A-Parser allows using Chrome (Chromium) browser as an engine for downloading and rendering pages, using the popular library puppeteer. The main advantages of working with puppeteer together with A-Parser are:

  • support for separate proxies for each browser tab
  • multi-threaded browser tab management
  • interception of requests
  • all the capabilities of A-Parser for managing queues, forming requests, and processing results

Using the Chrome browser opens up the following possibilities:

  • rendering DOM and JavaScript
  • the ability to interactively work with website elements:
    • filling out forms
    • following links
    • drag & drop
    • file downloads
    • mouse emulation
    • and much more, any standard actions can be automated
  • easier bypassing of various anti-parsing protections, as the Chromium browser is as close as possible to the one used by users
  • the ability to work in Headless mode, i.e. without a graphical browser, which allows saving resources, as well as running the browser on servers without a graphical environment
note

It should be noted that the browser's work is much more resource-intensive (CPU, Memory) than regular A-Parser threads.
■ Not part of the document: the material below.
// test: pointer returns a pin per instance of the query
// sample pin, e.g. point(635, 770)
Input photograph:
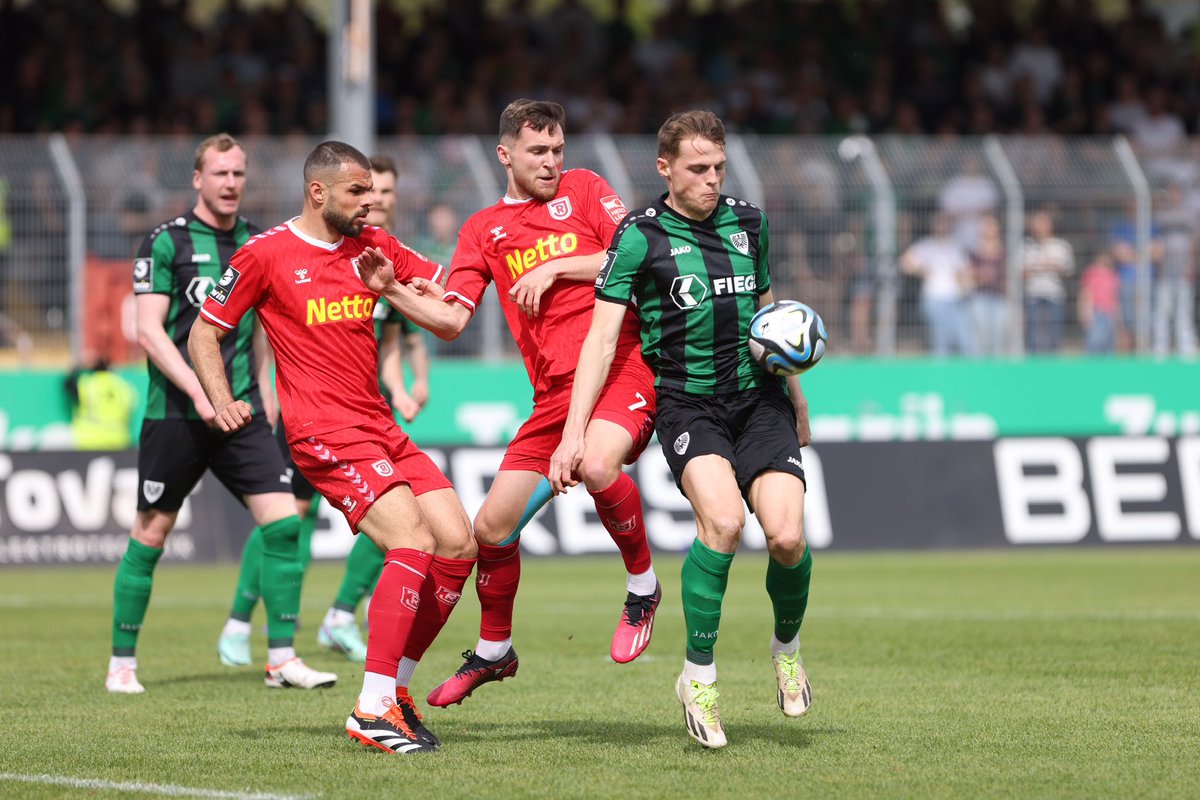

Depending on the complexity of the site, it is recommended to use no more than 1-2 threads (browser tabs) per available processor core, for example, for 8-core processors - from 8 to 16 tabs.

Usage example

Let's consider the example of the Chrome::ScreenshotMaker2 scraper:

  • the scraper takes screenshots of sites of a specified size and can also reduce (scale) the image
  • can optionally use a proxy
  • creates a separate browser tab for each A-Parser thread
import { BaseParser, PuppeteerTypes } from 'a-parser-types';

let browser: PuppeteerTypes.Browser;
let jimp;

class JS_Chrome_ScreenshotsMaker2 extends BaseParser {
static defaultConf: typeof BaseParser.defaultConf = {
version: '0.2.1',
results: {
flat: [
['screenshot', 'PNG screenshot'],
]
},
results_format: '$screenshot',
load_timeout: 30,
width: 1024,
height: 768,
log_screenshots: 0,
headless: 1,
};

static editableConf: typeof BaseParser.editableConf = [
['log_screenshots', ['checkbox', 'Log Screenshots']],
['width', ['textfield', 'Viewport Width']],
['height', ['textfield', 'Viewport Height']],
['resize_width', ['textfield', 'Resize Width']],
['resize_height', ['textfield', 'Resize Height']],
['headless', ['checkbox', 'Chrome Headless']],
];

async init() {
//инициализируем браузер
browser = await this.puppeteer.launch({
headless: this.conf.headless,
logConnections: false,
defaultViewport: {
width: parseInt(this.conf.width),
height: parseInt(this.conf.height),
}
});

if(this.conf.resize_width) {
//подключаем модуль jimp если необходимо делать resize скриншота
jimp = require('jimp');
};
};

async destroy() {
//закрываем браузер по завершению работы задания
if(browser)
await browser.close();
}

page: PuppeteerTypes.Page;

async threadInit() {
//создаем страницу браузера при инициализауии потока
this.page = await browser.newPage();

//стандартные методы puppeteer
await this.page.setCacheEnabled(true);
await this.page.setDefaultNavigationTimeout(this.conf.timeout * 1000);

//указываем A-Parser использовать прокси для данной страницы
await this.puppeteer.setPageUseProxy(this.page);


this.logger.put(`New page created for thread #${this.threadId}`);
}

async parse(set, results) {
const self = this;
const {conf, page} = self;

for(let attempt = 1; attempt <= conf.proxyretries; attempt++) {
try {
self.logger.put(`Attempt #${attempt}`);

//переходим на страницу, указанную в запросе
await page.goto(set.query);
//скрываем скролл бар для скриншота
await page.evaluate(() => { document.querySelector('html').style.overflow = 'hidden'; });

//получаем скриншот
results.screenshot = await page.screenshot();

if(parseInt(conf.resize_width)) {
//при необходимости ресайзим изображение
let image = await jimp.read(results.screenshot);
image.resize(parseInt(conf.resize_width), parseInt(conf.resize_height));
results.screenshot = await image.getBufferAsync('image/png');
}

self.logger.put(`Screenshot(${attempt}): OK, size: ${parseInt("" + (results.screenshot.length / 1024))}KB`);
if(conf.log_screenshots)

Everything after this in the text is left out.